12.02.2009

I'm Not Famous...and I'm Grateful For It!

For as much as any one of us ever entertains dreams of fame or notoriety, I can say with some certainty that most of us don't actually want that lifestyle. It might be fun to daydream about money and mansions and being recognized for doing something that we love, but if we really stop and think about fame, we're perfectly happy going home at night not having spent our days fending off the paparazzi or crazy fans, and perfectly happy going to the grocery store in our pj's, knowing that no one is going to take pictures of us and make public commentary on our fashion decisions (or lack thereof).

Two "news" stories broke over the last week that should confirm for many of us that we'd rather not be living famous, public lives.

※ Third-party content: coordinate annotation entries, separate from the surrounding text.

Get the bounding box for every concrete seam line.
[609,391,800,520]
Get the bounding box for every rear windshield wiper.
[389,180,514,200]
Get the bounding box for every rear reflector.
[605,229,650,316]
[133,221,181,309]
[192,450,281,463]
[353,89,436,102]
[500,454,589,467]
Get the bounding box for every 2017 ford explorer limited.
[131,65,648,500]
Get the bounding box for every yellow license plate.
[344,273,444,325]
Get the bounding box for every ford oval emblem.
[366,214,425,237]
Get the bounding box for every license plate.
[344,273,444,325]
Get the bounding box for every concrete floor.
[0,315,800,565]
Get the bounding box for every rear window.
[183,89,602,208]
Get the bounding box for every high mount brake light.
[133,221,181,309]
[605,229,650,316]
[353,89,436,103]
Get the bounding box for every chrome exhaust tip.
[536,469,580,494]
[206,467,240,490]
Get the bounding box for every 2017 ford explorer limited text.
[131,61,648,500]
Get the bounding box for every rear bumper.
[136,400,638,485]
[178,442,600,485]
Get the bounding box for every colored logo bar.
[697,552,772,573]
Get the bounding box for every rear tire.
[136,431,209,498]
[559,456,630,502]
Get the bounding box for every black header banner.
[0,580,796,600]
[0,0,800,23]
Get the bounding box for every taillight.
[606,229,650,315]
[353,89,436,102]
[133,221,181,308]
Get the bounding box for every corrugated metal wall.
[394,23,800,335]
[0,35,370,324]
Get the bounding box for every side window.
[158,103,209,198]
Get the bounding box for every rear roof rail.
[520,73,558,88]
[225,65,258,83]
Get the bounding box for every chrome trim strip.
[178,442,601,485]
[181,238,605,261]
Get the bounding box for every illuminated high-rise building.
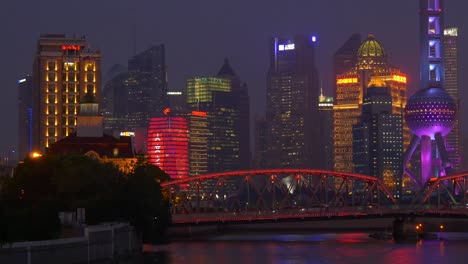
[18,75,33,160]
[217,58,252,170]
[263,36,322,168]
[333,34,409,172]
[398,0,457,188]
[187,67,241,173]
[333,34,362,85]
[188,110,210,177]
[353,85,403,198]
[444,28,463,172]
[126,44,169,151]
[32,35,101,152]
[101,72,129,135]
[147,113,189,179]
[318,87,333,170]
[419,0,445,89]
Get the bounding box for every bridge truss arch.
[413,172,468,209]
[161,169,397,221]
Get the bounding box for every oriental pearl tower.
[404,0,456,187]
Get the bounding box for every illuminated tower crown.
[357,33,387,70]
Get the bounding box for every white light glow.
[167,92,182,95]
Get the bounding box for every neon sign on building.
[393,75,406,83]
[147,116,189,179]
[336,78,358,84]
[278,43,295,51]
[62,45,81,50]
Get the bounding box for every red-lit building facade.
[147,116,189,179]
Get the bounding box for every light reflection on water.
[145,233,468,264]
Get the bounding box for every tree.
[0,154,171,242]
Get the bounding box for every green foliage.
[0,154,171,244]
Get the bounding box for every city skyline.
[0,1,468,157]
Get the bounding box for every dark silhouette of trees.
[0,154,171,244]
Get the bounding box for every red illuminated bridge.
[162,169,468,224]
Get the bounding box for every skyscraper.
[32,35,101,152]
[188,110,210,177]
[187,71,241,173]
[103,44,169,152]
[333,34,409,172]
[147,113,189,179]
[444,28,463,172]
[18,75,33,160]
[353,85,403,198]
[101,72,129,135]
[398,0,457,188]
[419,0,445,89]
[217,58,252,170]
[333,34,362,87]
[127,44,169,132]
[318,91,333,170]
[263,36,322,168]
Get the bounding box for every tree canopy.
[0,154,171,242]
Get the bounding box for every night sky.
[0,0,468,156]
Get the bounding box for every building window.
[47,61,55,71]
[47,83,56,93]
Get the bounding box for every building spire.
[319,81,325,103]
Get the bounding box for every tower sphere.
[405,87,456,139]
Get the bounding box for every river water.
[145,233,468,264]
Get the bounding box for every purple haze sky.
[0,0,468,155]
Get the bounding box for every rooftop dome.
[405,87,456,139]
[357,34,387,69]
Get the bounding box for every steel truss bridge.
[161,169,468,224]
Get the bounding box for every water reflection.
[140,233,468,264]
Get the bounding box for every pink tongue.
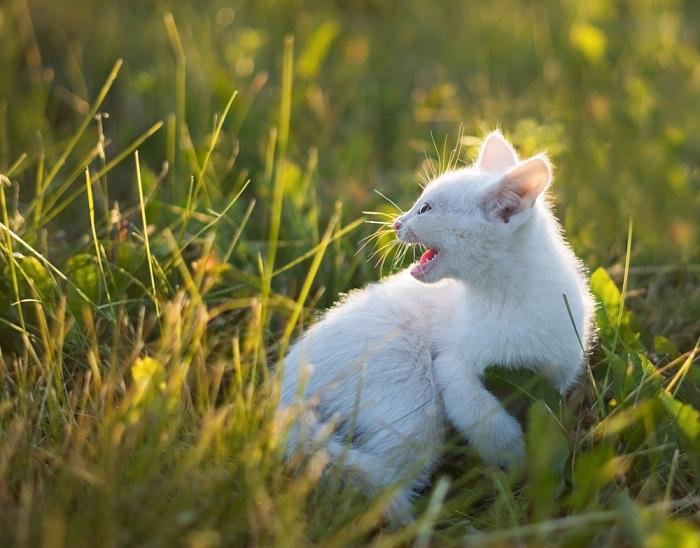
[420,249,437,264]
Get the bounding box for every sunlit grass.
[0,1,700,546]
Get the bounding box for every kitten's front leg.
[435,355,525,467]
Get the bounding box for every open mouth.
[411,247,440,280]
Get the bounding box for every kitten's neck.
[460,211,565,302]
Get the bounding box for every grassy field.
[0,0,700,547]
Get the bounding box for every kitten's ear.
[484,154,552,223]
[476,130,518,173]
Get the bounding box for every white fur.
[280,132,593,520]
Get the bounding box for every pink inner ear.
[476,131,518,173]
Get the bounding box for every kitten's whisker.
[362,211,396,219]
[374,188,403,215]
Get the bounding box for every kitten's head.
[394,131,552,283]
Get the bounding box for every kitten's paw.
[471,412,525,468]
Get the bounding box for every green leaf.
[661,392,700,484]
[527,400,569,521]
[568,444,629,510]
[654,335,680,359]
[22,257,53,298]
[591,267,642,349]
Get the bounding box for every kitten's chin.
[410,248,440,283]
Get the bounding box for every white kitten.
[281,128,594,521]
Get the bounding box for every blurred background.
[0,0,700,344]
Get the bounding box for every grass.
[0,0,700,546]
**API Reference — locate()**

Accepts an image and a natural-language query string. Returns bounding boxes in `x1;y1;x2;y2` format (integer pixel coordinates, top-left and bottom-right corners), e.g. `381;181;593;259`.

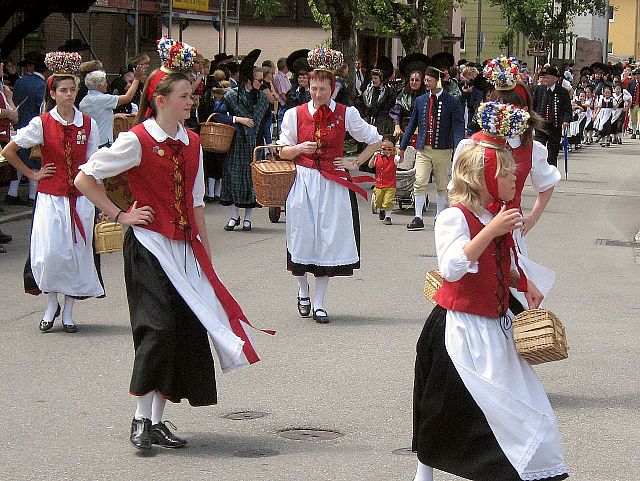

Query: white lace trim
520;464;567;481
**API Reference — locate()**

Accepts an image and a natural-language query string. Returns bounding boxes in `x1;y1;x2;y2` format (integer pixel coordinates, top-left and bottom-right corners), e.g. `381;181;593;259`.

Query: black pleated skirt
124;229;217;406
412;306;568;481
287;190;360;277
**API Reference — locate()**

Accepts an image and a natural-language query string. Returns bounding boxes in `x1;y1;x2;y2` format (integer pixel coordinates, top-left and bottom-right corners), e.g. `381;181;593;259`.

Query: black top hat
376;55;393;79
18;52;45;68
424;66;444;80
540;67;560;78
58;38;89;52
431;52;456;69
398;52;429;77
213;52;233;64
287;48;313;75
240;48;262;78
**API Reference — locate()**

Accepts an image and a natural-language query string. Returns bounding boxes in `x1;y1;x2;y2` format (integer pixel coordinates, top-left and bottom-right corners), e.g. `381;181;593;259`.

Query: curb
0;210;32;224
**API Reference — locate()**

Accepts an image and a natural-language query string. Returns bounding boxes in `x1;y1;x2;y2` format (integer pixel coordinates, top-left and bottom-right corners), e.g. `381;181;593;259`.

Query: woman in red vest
450;58;561;314
278;48;382;323
412;106;567;481
76;38;270;449
2;52;104;332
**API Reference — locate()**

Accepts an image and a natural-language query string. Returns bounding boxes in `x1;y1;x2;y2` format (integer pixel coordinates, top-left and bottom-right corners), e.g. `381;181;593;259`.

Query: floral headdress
307;47;344;73
482;57;520;90
476;101;530;139
44;52;82;90
44;52;82;75
156;36;198;72
144;36;198;118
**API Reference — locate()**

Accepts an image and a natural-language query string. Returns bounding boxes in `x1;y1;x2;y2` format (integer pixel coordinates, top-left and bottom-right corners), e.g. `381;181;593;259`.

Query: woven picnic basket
513;309;569;364
200;112;236;154
251;145;296;207
93;221;124;254
424;269;444;304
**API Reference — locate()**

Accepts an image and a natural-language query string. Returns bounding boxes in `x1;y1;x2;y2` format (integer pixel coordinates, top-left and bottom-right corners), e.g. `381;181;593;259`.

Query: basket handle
253;144;289;162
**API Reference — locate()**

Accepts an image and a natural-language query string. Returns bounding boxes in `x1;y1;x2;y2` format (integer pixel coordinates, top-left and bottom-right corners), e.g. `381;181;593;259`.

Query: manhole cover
278;429;343;441
222;411;268;421
391;448;415;456
233;449;280;458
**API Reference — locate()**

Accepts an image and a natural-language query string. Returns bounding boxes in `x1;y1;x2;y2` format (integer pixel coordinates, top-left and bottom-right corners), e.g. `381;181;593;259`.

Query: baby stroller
371;146;429;214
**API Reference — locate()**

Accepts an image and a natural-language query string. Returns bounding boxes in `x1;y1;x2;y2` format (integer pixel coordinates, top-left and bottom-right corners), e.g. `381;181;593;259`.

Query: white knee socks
413;195;427;219
313;277;329;310
42;292;58;322
296;273;309;298
436;194;448;215
413;461;433;481
62;296;75;325
133;391;155;419
151;391;167;424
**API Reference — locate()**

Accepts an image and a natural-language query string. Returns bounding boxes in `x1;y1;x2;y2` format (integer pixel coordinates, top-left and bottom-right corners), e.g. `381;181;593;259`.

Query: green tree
491;0;608;49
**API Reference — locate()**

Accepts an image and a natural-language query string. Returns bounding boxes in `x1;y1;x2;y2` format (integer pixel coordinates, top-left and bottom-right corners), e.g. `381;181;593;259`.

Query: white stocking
313;277;329;310
42;292;58;322
413;461;433;481
62;296;75;325
133;391;155;419
151;391;167;424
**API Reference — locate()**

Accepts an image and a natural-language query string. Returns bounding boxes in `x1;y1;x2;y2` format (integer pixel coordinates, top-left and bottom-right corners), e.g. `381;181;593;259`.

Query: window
460;20;467;52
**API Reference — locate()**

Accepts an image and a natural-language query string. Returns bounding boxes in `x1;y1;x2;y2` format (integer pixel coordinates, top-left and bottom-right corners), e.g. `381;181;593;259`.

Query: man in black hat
4;52;49;205
532;67;572;167
399;67;464;230
627;67;640;139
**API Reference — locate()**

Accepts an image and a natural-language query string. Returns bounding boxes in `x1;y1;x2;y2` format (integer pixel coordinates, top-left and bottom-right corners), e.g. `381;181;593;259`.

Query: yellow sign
173;0;209;12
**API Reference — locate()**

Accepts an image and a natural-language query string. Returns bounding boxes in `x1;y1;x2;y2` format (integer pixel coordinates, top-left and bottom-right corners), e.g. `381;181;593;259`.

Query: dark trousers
535;122;562;167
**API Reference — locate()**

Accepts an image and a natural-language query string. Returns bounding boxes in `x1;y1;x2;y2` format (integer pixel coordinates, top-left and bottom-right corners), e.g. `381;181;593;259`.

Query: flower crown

The first story concerns racy pictures of Grady Sizemore that somehow found their way onto the internet for the world to see. As quickly as there was one headline about the pictures being posted, there was another headline about Sizemore (and MLB) wanting the offending parties to take them down. If he weren't a celebrity, no one would have cared about these pictures, that's true. At the same time, this isn't an uncommon occurrence. Every few months, there's a new story about a celebrity who took some racy pictures or made a racy video that suddenly showed up on the internet. Isn't there a lesson to be learned here? If you're a celebrity, just don't take those sorts of pictures or make those sorts of videos! You'd think that they would have learned. Because these sorts of things are bound to leak out into public view. That's the nature of being a celebrity. Even your private life isn't so private.

The other story is the mysterious Tiger Woods car crash. While the moral of the Sizemore story is clear (once you're famous, people will find ways of making your private life public, so take care with the things you do even in private), the moral of the Woods story isn't so clear. The real debate isn't what Woods should or shouldn't have done differently, it is about what the public and the media should or shouldn't have done differently. I find it appalling that we, the public, try to act like we have a right to know everything about a famous person's private life. As if they somehow owe us this information. I loathe the current internet "news" climate, where breaking the story first is more important than breaking it well, and where the only way to survive is to provide the headlines that people want to see, even if there's nothing much to report on. Traditional news media has to dabble in this sort of celebrity "news" in order to keep up with the gossip sites.

There's plenty of blame to go around in these and other similar situations. Is it smart to email racy pictures of yourself to your girlfriend if you're Grady Sizemore? Probably not. Is it your own fault that the public really wants to see those pictures when they happen to leak? Probably not. Does the public's thirst for gossip disguised as news perpetuate these Sizemore and Woods sorts of situations? Probably. Does our media culture feed on these situations because it makes them money? Probably.

We all live two lives - our public and our private lives. Every time we leave our house, we are entering the sphere of the public. And none of us are immune to the possibility that our private lives become more public than we would like them to be. But in the realm of celebrity, the already-small sphere of private life seems to be continually shrinking. I think it's a sad commentary on all of the rest of us that this is the case. It makes me glad I'm not (and never will be) famous.

1 comment:

  1. Anonymous4:59 PM

    Well said, and that's even prior to new information rolling out in the last 6 hours.